Beaumont destroza a un Sánchez "grogui" desvelando su plan de márketing extremo

Pedro Sánchez y su paticular "Aló Presidente" de cada fin de semana.

Pedro Sánchez y su paticular "Aló Presidente" de cada fin de semana.

Los asesores más cercanos empiezan a susurrarle al oído lo que más quería escuchar en los últimos tiempos y de ahí los cambios en su "Aló presidente" televisivo de cada fin de semana.

Los asesores de Pedro Sánchez empiezan a susurrarle al oído que ya se atisba su victoria parcial en la batalla contra el coronavirus y por eso "comienza a dejar atrás los discursos bélicos que le fue elaborando la gente de Iván Redondo" y "ahora toca poner en marcha el contraataque".

Como si de un manual de guerra se tratara ahora se trata de minimizar daños, evaluar bajas y gestionar la victoria para rentabilizar la salida de la pandemia, tal com señala este lunes Antonio Martín Beaumont en su columna de La Razón.

Será por eso que en su habitual Aló Presidente de los fines de semana en horario de máxima audiencia decidió retirar de la pantalla a los uniformados y comunicó a buena nueva: comienza “la desescalada”.

Beaumont advierte que el presidente y su grupo de asesores se dan cuenta de que a los españoles se les está agotando la paciencia y algunos presidentes autonómicos que han hecho los deberes con mayor eficacia que el “gobierno progresista” ya reclaman sin tapujos aliviar ya la presión sobre sus ciudadanos porque no quieren esperar mucho más, ni que sea el ineficaz Ministerio de Sanidad, de  Salvador Illa, quien les marque los próximos pasos: "Observan que tras las horas de reuniones telemáticas con Sánchez no hay plan alguno que permita afrontar con éxito el desconfinamiento. "Palabrería hueca", señalan alarmados barones del PP".

Y es que Sánchez no sólo está grogui sino que "lleva semanas así: Preside un Consejo de Ministros descoordinado, dividido y enfrentado.
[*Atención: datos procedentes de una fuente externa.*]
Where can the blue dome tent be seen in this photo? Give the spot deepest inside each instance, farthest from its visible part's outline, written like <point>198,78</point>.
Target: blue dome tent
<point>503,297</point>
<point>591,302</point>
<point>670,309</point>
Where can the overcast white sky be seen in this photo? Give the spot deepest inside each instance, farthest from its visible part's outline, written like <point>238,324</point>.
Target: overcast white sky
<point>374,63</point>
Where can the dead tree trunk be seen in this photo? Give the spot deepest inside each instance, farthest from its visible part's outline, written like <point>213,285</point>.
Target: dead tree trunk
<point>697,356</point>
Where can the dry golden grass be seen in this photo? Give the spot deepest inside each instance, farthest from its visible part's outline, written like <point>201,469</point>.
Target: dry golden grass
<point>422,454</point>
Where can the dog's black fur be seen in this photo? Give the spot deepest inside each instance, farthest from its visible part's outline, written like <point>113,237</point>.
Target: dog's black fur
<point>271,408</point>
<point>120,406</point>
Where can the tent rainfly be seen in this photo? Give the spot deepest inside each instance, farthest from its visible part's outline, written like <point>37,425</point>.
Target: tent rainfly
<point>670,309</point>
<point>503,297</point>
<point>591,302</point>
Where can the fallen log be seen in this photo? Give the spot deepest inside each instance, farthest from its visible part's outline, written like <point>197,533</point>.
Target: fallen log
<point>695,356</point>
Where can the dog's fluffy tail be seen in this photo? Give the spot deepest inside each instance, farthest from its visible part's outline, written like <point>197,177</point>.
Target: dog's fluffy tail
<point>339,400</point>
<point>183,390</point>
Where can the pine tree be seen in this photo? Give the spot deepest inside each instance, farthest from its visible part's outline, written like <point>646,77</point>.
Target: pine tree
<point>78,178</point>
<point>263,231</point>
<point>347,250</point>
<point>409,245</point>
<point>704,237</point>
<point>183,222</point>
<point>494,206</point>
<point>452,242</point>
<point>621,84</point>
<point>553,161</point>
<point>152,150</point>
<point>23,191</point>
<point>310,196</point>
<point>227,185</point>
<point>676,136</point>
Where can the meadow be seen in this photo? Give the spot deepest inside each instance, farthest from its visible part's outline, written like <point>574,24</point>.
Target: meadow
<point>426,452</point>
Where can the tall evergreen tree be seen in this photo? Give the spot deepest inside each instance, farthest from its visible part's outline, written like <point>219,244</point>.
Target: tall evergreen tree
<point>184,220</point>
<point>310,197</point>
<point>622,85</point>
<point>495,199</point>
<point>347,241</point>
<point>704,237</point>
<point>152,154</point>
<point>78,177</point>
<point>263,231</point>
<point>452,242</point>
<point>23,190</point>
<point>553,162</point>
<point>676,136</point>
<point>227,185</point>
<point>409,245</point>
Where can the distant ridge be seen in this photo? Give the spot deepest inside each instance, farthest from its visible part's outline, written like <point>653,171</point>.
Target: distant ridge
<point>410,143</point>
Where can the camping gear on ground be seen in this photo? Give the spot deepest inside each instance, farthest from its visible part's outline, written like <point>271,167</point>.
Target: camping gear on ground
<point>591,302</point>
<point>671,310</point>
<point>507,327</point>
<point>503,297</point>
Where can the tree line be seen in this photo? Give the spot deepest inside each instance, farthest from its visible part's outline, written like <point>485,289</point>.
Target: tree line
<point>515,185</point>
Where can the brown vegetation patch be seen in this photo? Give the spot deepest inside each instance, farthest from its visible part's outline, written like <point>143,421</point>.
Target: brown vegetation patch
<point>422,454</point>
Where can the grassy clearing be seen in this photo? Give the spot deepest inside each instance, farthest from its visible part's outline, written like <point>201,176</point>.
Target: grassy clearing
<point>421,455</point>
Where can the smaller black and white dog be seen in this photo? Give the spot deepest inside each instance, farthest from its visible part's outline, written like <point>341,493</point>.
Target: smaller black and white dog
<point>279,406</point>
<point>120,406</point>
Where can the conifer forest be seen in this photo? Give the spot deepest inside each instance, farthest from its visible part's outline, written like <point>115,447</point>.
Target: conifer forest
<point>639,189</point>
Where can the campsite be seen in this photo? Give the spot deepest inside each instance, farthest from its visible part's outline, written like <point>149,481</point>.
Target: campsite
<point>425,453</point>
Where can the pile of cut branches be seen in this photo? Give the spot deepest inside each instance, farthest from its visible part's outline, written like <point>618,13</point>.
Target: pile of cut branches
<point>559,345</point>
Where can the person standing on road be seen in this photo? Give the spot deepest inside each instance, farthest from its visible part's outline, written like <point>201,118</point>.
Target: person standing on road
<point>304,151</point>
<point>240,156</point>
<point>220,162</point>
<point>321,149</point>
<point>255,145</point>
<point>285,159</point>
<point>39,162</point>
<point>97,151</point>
Algunos ministros han mostrado su enorme nivel de incompetencia. No dan más de sí. Cualquier observador moderado vería que no es la mejor idea seguir en las mismas manos que no fueron capaces de prever la llegada de la pandemia y luego han sido un desastre absoluto para gestionarla una vez extendida".

El director de ESdiario avisa de, sin embargo, ahora que empiezan a verse señales de alivio el líder socialista no desea que nadie pueda arrebatarle ser el portador de las buenas nuevas.
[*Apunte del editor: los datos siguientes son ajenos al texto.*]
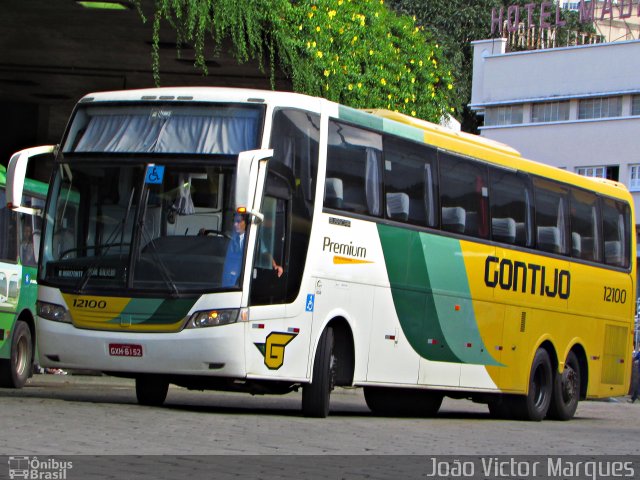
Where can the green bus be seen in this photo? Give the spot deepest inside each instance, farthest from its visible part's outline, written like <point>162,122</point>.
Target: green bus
<point>19,245</point>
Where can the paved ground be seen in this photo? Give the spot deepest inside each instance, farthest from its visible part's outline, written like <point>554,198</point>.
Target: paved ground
<point>99,415</point>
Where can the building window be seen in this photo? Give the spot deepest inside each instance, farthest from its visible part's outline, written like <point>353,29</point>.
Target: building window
<point>602,107</point>
<point>634,177</point>
<point>610,172</point>
<point>635,105</point>
<point>550,112</point>
<point>508,115</point>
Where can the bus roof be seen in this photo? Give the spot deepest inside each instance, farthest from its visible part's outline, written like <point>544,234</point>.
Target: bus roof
<point>436,135</point>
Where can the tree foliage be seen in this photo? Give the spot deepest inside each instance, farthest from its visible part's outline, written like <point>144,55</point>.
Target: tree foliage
<point>356,52</point>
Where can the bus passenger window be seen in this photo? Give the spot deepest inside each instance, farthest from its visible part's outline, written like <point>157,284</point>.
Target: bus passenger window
<point>616,232</point>
<point>585,222</point>
<point>354,156</point>
<point>511,207</point>
<point>551,216</point>
<point>408,180</point>
<point>464,188</point>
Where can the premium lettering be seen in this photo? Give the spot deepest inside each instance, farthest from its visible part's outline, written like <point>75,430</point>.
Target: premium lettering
<point>527,278</point>
<point>343,248</point>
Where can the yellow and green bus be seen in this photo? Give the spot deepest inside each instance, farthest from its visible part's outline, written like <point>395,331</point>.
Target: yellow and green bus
<point>417,262</point>
<point>19,244</point>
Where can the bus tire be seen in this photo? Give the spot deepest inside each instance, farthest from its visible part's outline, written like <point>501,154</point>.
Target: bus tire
<point>402,402</point>
<point>566,390</point>
<point>151,390</point>
<point>16,370</point>
<point>535,404</point>
<point>315,395</point>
A saber: "Al igual que, por mandato de sus asesores, evitó hablar de los muertos dejando esa tarea a otros portavoces, como el doctor Simón; al igual que no ha lucido corbata negra en sus interminables intervenciones televisivas por similares razones de imagen… esos mismos rasputines presidenciales le urgen para ser él quien ofrezca las noticias positivas según se vayan produciendo".

En conclusión: "Ni las peores circunstancias le apartan del márketing a Sánchez. Es capaz de hablar de "la nueva normalidad" en un país que llora a 23.000 españoles muertos. Todo un drama que exigiría a los miembros del Gobierno pisar más la tierra y olvidarse de estrategias promocionales".